If the fluorescence signals from the SLNs cannot be detected percutaneously, surgeons should follow the lymphatic vessels and then reach the deeply located SLNs. Therefore, it is important not to disrupt the lymphatic vessels during procedures. If the lymphatic vessels get damaged, SLNs can still be recognized as green lymph nodes, as observed in the blue-dye method.

The number of SLNs identified using the ICG method is relatively higher than those identified using the conventional method (range 2.3–3.4) [7, 8]. In our study, skip metastasis to second or third metastasis was observed in 6 of 28 patients with positive SLNs [13]. Hence, we recommend that four-node resection could provide precise information on the nodal status, but the number of SLNs removed should be optimized based on individual patient and tumor characteristics.

Perspectives

Although the ICG fluorescence method is highly sensitive and easy to perform, current NIR systems have several technical issues that need to be improved.
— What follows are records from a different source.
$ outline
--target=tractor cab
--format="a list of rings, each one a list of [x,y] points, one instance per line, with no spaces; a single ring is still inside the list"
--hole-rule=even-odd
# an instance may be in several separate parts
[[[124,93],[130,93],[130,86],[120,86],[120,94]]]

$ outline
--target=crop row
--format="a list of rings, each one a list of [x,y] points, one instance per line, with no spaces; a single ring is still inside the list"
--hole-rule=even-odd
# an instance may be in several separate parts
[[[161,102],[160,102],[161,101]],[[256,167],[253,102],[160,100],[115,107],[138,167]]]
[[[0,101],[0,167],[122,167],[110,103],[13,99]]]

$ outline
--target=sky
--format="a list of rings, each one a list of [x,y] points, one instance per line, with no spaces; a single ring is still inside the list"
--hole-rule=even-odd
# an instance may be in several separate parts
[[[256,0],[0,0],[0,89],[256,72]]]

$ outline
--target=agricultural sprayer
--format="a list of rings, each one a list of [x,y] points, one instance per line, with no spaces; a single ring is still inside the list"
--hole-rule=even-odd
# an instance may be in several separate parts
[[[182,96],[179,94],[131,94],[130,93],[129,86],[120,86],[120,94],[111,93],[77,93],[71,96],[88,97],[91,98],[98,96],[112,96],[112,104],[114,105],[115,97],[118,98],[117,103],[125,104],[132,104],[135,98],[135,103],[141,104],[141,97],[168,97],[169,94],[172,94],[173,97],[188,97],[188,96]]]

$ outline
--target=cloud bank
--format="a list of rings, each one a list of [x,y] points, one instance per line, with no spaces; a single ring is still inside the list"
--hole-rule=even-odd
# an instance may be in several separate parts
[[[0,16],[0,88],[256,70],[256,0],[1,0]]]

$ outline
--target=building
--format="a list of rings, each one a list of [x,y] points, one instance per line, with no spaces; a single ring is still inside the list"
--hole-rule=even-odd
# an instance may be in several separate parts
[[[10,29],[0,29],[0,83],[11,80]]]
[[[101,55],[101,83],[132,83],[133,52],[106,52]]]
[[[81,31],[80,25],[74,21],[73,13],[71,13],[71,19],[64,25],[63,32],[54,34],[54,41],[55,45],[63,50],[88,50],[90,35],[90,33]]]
The current NIR systems display the fluorescence image on remote monitors, because the fluorescence signals are invisible under direct observation of the surgical field. Therefore, surgeons have to look away from the surgical field to confirm the location of the fluorescence signals. These systems also require dimming of lights within the operative field to prevent white light contamination of images. These factors can disrupt surgical workflow and may increase the duration of surgery.

Hence, we developed a novel device, the medical imaging projection system (MIPS), to visualize fluorescence images directly on the surgical field using the projection mapping technique (Fig. 25.2; Video 25.1) [14]. The MIPS has a projection head that uses a half mirror to match the optical axis of the NIR camera and the projector. The MIPS obtains the location of the fluorescence ICG emission and projects its image onto the location of the fluorescence emission in real time, irrespective of shifting and deformation of the organ. The projector of the MIPS can also illuminate the surgical field, allowing surgeons to perform the procedure without the need for operating lights. Our exploratory study showed that the identification rate of SLNs using this device was 100% (95% CI: 94–100%). This device could be useful in real-time navigation surgery for SLN biopsy.

Fig. 25.2
figure 2

The medical imaging projection system (MIPS). Photograph of the MIPS, showing the projection head and pole components. The MIPS has a projection head that uses a half mirror to match the optical axis of the near-infrared fluorescence imaging camera and the projector. The MIPS obtains the location of the fluorescence indocyanine green emission and projects its image onto the location of the fluorescence emission in real time, regardless of shifting and deformation of the organ. The projector of the MIPS can also illuminate the surgical field, allowing surgeons to perform the procedure without the need for operating lights

Conclusions

SLN biopsy using the ICG fluorescence method is easy to perform and has an equal or higher SLN identification rate compared to conventional methods, making the ICG fluorescence method an acceptable alternative for SLN detection. Long-term follow-up data about survival or adverse events after the application of the ICG fluorescence method will confirm the clinical significance of this method. Nevertheless, recent technological innovation for SLN mapping enables us to perform real-time navigation surgery for SLN biopsy.